Fashion clothes are supposed to become part of our lifetime, and not only capturing a moment in time and be quickly forgotten. They shoud walk our path, creating stories and memories. Resilient materials and products have the potential to lengthen product lifetimes. Designing for durability, and the associated ideas of resilience and consistency, leads to act almost as an ideological counterweight to the unsustainability of disposable material culture.
Durability enjoys an easy relationship with sustainability. The fashion and textiles supply chain is today characterized by being global, not local. For us, localism is an antidote to unsustainability. Localism promotes a field of vision that is ‘human’ in scale. When scales of operation are small and relationship with suppliers and collaborators direct, it is simply more practicable for everybody to become part of the production process. The slow culture vocabulary of small-scale production, traditional craft techniques, local materials and market, offers starting points for the cultivation of powerful relationships between fashion creators and collaborators. It professes a heightened state of awareness of the design process and its impact on resource flows, workers, communities, and ecosystems. Slow culture also promotes the democratization of fashion by offering people more control over the origin of the purchased item, its provenance, its composition, its story, and it can make an impact on today’s world.
Being a small reality helps us to feel that our world is more intelligible and allows us to be more responsible for it. Localism represents an opportunity to foster change within fashion and textiles, and an opportunity to design for distinctiveness and limited editions.
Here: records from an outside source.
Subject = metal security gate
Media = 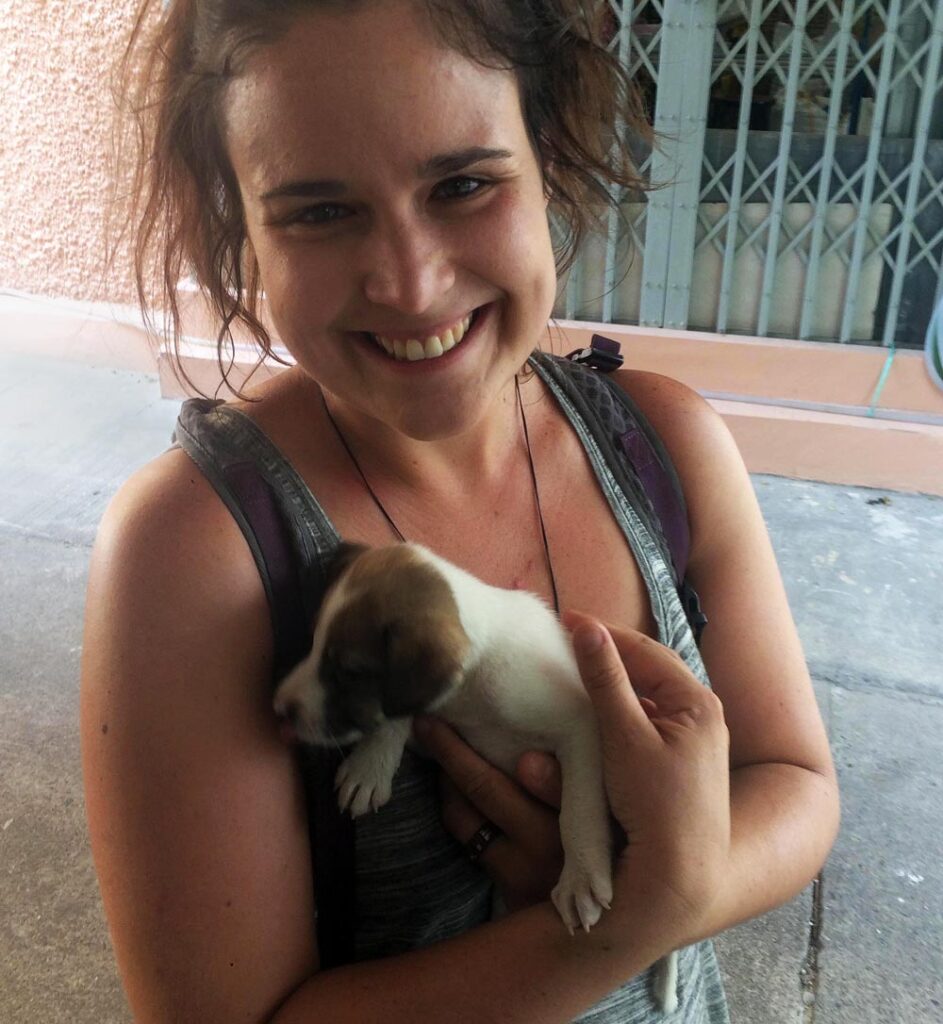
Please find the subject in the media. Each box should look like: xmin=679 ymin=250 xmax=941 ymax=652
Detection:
xmin=557 ymin=0 xmax=943 ymax=349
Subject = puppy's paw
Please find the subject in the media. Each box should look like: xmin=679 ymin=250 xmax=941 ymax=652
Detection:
xmin=335 ymin=747 xmax=396 ymax=817
xmin=551 ymin=857 xmax=613 ymax=934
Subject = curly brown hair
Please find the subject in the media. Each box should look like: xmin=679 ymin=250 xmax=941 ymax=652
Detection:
xmin=114 ymin=0 xmax=651 ymax=396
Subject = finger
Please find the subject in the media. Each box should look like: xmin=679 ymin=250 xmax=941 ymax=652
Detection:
xmin=438 ymin=774 xmax=491 ymax=847
xmin=563 ymin=613 xmax=657 ymax=742
xmin=602 ymin=622 xmax=706 ymax=702
xmin=639 ymin=697 xmax=658 ymax=718
xmin=413 ymin=716 xmax=539 ymax=835
xmin=515 ymin=751 xmax=562 ymax=809
xmin=596 ymin=622 xmax=725 ymax=733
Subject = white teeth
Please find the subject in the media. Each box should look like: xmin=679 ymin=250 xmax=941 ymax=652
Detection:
xmin=373 ymin=310 xmax=476 ymax=362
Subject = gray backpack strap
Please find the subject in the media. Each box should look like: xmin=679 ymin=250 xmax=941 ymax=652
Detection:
xmin=172 ymin=399 xmax=315 ymax=676
xmin=537 ymin=341 xmax=708 ymax=644
xmin=171 ymin=398 xmax=357 ymax=967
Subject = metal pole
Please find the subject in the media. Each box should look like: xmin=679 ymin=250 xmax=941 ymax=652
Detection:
xmin=839 ymin=0 xmax=903 ymax=343
xmin=798 ymin=0 xmax=856 ymax=340
xmin=640 ymin=0 xmax=689 ymax=328
xmin=602 ymin=3 xmax=634 ymax=322
xmin=717 ymin=0 xmax=763 ymax=334
xmin=881 ymin=1 xmax=943 ymax=347
xmin=757 ymin=0 xmax=809 ymax=337
xmin=661 ymin=0 xmax=717 ymax=330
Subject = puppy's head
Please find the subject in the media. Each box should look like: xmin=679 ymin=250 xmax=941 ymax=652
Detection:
xmin=273 ymin=543 xmax=470 ymax=746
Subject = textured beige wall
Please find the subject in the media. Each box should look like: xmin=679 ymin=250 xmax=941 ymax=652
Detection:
xmin=0 ymin=1 xmax=138 ymax=304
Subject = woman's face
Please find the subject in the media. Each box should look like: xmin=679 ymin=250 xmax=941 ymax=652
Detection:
xmin=223 ymin=0 xmax=557 ymax=440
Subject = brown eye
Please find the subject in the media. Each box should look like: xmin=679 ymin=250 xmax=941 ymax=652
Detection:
xmin=290 ymin=202 xmax=352 ymax=225
xmin=433 ymin=176 xmax=488 ymax=201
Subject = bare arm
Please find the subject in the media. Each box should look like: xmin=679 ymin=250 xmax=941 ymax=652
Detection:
xmin=81 ymin=453 xmax=317 ymax=1022
xmin=615 ymin=370 xmax=840 ymax=934
xmin=81 ymin=453 xmax=729 ymax=1024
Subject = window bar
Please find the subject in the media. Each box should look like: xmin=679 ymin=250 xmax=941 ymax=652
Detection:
xmin=798 ymin=0 xmax=856 ymax=341
xmin=757 ymin=0 xmax=809 ymax=337
xmin=661 ymin=0 xmax=717 ymax=330
xmin=717 ymin=0 xmax=764 ymax=334
xmin=840 ymin=0 xmax=903 ymax=343
xmin=602 ymin=1 xmax=634 ymax=323
xmin=881 ymin=1 xmax=943 ymax=348
xmin=640 ymin=4 xmax=686 ymax=329
xmin=563 ymin=254 xmax=583 ymax=320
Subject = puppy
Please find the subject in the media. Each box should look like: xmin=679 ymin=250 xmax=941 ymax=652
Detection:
xmin=274 ymin=542 xmax=678 ymax=1011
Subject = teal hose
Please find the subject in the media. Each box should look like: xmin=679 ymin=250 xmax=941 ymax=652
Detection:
xmin=927 ymin=295 xmax=943 ymax=394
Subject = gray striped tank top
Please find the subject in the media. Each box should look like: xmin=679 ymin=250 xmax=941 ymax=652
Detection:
xmin=172 ymin=351 xmax=730 ymax=1023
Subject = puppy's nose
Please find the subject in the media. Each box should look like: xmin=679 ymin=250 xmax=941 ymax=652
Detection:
xmin=274 ymin=699 xmax=302 ymax=744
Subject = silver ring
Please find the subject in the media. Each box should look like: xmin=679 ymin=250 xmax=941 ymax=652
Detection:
xmin=465 ymin=821 xmax=503 ymax=864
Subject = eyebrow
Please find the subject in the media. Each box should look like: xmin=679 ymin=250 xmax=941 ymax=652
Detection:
xmin=259 ymin=146 xmax=514 ymax=201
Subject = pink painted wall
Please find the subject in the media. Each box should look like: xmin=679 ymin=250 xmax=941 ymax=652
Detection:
xmin=0 ymin=1 xmax=138 ymax=304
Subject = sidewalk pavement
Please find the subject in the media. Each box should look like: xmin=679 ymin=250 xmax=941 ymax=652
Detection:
xmin=1 ymin=349 xmax=940 ymax=1023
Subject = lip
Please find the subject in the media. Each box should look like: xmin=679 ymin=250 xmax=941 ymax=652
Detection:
xmin=353 ymin=303 xmax=491 ymax=373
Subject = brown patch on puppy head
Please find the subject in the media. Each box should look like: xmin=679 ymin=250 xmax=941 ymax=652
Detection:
xmin=320 ymin=545 xmax=470 ymax=728
xmin=325 ymin=541 xmax=370 ymax=591
xmin=303 ymin=542 xmax=371 ymax=647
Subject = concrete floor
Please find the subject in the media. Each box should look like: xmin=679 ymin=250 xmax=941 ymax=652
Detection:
xmin=1 ymin=349 xmax=941 ymax=1023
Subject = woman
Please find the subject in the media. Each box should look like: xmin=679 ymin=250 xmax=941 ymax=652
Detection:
xmin=81 ymin=1 xmax=839 ymax=1020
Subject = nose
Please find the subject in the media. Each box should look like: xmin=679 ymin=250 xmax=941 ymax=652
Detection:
xmin=274 ymin=693 xmax=301 ymax=726
xmin=362 ymin=218 xmax=455 ymax=314
xmin=274 ymin=697 xmax=302 ymax=745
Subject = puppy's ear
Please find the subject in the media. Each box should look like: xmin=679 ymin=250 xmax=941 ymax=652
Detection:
xmin=380 ymin=616 xmax=469 ymax=718
xmin=325 ymin=541 xmax=369 ymax=590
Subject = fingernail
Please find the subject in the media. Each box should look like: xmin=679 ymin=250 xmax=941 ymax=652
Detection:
xmin=574 ymin=623 xmax=605 ymax=654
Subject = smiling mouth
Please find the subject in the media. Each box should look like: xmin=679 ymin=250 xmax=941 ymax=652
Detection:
xmin=365 ymin=309 xmax=478 ymax=362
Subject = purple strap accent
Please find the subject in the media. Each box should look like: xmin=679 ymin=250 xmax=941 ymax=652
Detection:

It presents us with an occasion to produce and consume based on models that recognize natural limits, the importance of reliable work to strong and resilient communities while affirming the central role fashion and textiles play in our culture.
At its heart, the essence of localism is distinctiveness.
The result is a less homogenous and cloned society, one that reflects the ideas, skills and resource flows of a local place and an aesthetic agenda, of garments or textiles, that grows from the ground up and is not set by and for the convenience of big businesses.